Mail to the right lists
Your mailing list is not just a way to reach your market. It is your market, according to mailing authority Robert W. Bly. Typically, he advises, your house list of customers and prospects will pull double the response of any outside list. Yet, his research indicates, only 50% of business-to- business mailers bother to use such names for mailing purposes. When it comes to outside lists, the best will pull 10X more responses than the worst.
Business marketers rarely track responses or compare the results of lists or different mailing pieces. So they penalize themselves by flying blind. “You don’t know whether something will work until you test it,” says Eugene Schwartz, author of Breakthrough Advertising. “And you cannot predict test results based on past experience. ”
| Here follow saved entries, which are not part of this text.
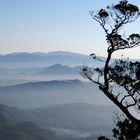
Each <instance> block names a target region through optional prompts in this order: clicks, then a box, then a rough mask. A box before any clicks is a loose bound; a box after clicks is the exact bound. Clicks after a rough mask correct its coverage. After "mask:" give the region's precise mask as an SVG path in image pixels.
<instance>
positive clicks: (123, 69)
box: [82, 0, 140, 124]
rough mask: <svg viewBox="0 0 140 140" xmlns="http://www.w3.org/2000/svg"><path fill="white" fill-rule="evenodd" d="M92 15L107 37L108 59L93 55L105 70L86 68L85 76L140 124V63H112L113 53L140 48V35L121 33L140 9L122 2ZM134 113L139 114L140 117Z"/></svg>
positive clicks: (107, 53)
mask: <svg viewBox="0 0 140 140" xmlns="http://www.w3.org/2000/svg"><path fill="white" fill-rule="evenodd" d="M90 14H91V17H92V19H93V20H95V21H97V22H98V23H99V24H100V26H101V27H102V29H103V30H104V32H105V34H106V41H107V44H108V47H107V57H106V60H105V61H104V60H101V59H100V58H98V57H96V55H95V54H91V56H92V57H93V59H96V60H97V61H101V62H103V63H104V67H102V68H95V69H94V70H92V69H91V68H90V67H88V66H83V67H82V75H83V76H84V77H85V78H88V79H89V80H90V81H92V82H93V83H95V84H97V85H98V86H99V89H100V90H101V91H102V92H103V93H104V94H105V95H106V96H107V97H108V98H109V99H110V100H111V101H112V102H113V103H114V104H115V105H117V106H118V107H119V108H120V109H121V110H122V112H123V113H124V114H125V115H126V116H127V118H128V119H130V120H131V121H132V122H133V123H136V124H140V62H133V61H130V60H129V59H128V60H126V59H117V60H115V61H114V62H113V63H112V61H111V59H112V55H113V53H114V52H116V51H119V50H124V49H131V48H134V47H138V46H139V44H140V35H139V34H136V33H132V34H130V35H128V36H126V35H124V34H122V32H121V29H122V27H124V26H125V25H126V24H129V23H132V22H134V21H135V20H136V19H137V18H138V17H139V15H140V12H139V8H138V7H137V6H135V5H133V4H130V3H129V2H128V1H127V0H122V1H120V2H119V3H118V4H114V5H112V6H107V8H106V9H101V10H99V12H98V13H97V14H95V13H94V12H93V11H91V12H90ZM116 88H117V90H116ZM132 110H135V111H136V113H137V114H138V115H139V118H138V117H136V115H135V114H134V113H133V112H134V111H132Z"/></svg>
Hinge your mailing package on a letter
A sales letter—which mail recipients tend to perceive as a personal communication, not as advertising—almost always will out-pull a postcard, a self-mailer, a folder, or an ad reprint mailed without a letter. Often, by 3 to 1.
Write to satisfy your customer’s needs to know
The conventional wisdom urges you to stress product benefits, not features, in direct mail. That depends on your audience, however. Vivian Sudhalter of New York’s Macmillan Software Company observes that engineers and scientists want to know exactly what features a product involves and do not respond to copy that sounds like “advertising.”
Make a solid offer
Your offer tells your prospect what he will receive by responding to your mailing. Many of the most effective mail offers use the magic word “free,” as in “free brochure,” “free technical information,” “free analysis,” “free consultation,” “free demonstration,” “free trial,” “free sample,” and “free catalog.” That’s a lot of good, free advice.
Use meaty copy
Superficial copy kills response. Strong, specifically factual writing boosts it. And the price of such effective copy is the copywriter’s capacity to do hard work digging out facts. One star copywriter says that he spends more than 50% of his time in reading, research, and other ditch-digging preparation before he writes a word of any mailing package.
Your mailing must grab the recipient’s attention right away. Leo Bott, the Chicago mail-order guru, estimates that your typical sales prospect takes five seconds to decide whether to go on reading, or to toss your package into the round file. No time for foreplay.
The “hot buttons” of a mailing package— the elements that people read most— comprise the letter’s first paragraphs, its subheads, its last paragraph, and (for 80% of its readers) its P.S. Other high-readership areas include:
Your folder’s cover headline, subheads, and inside-spread headline.
Picture captions and call-outs.
The headline and copy on your order form.
Follow up effectively
Fulfill all orders and information requests within 48 hours.
Send additional mailings to persons who did not respond to your first attempt.
Direct mail followed by telemarketing produces two to 10 times more response than mailings alone, says Dwight Reichard of Pittsburgh’s Federated Investors Inc.
Include a strong sales letter and an order form in your replies to inquiries.
Use the magic words
Your mother was right: “Please” and “thank you” work wonders.
Stress “free”… “no obligation” … “no salesperson will call” … “details inside” … “limited time only” (remember to specify the closing date) … “announcing” or “at last” … or “new.”
Write to your prospect—not about your product
Assume that your prospective customer does not compare a rat’s patoot about your product or service. He or she only wants to know, “What’s in it for me?”
Appeal to all 5 senses
Unlike TV commercials or print ads, direct mailings can appeal to all the senses. Consider making your mailing more resultful by including a solid object, or by adding a fragrance or a sound. Product samples also often work.
Almost unfailingly, committee decisions hamstring the potential of mailing packages. Ask any mail-advertising veteran. Despite all objective evidence to the contrary, for example, every committee includes at least one stubborn person who insists that people will refuse to read or respond to long copy. That’s just one prejudice that gums up the works.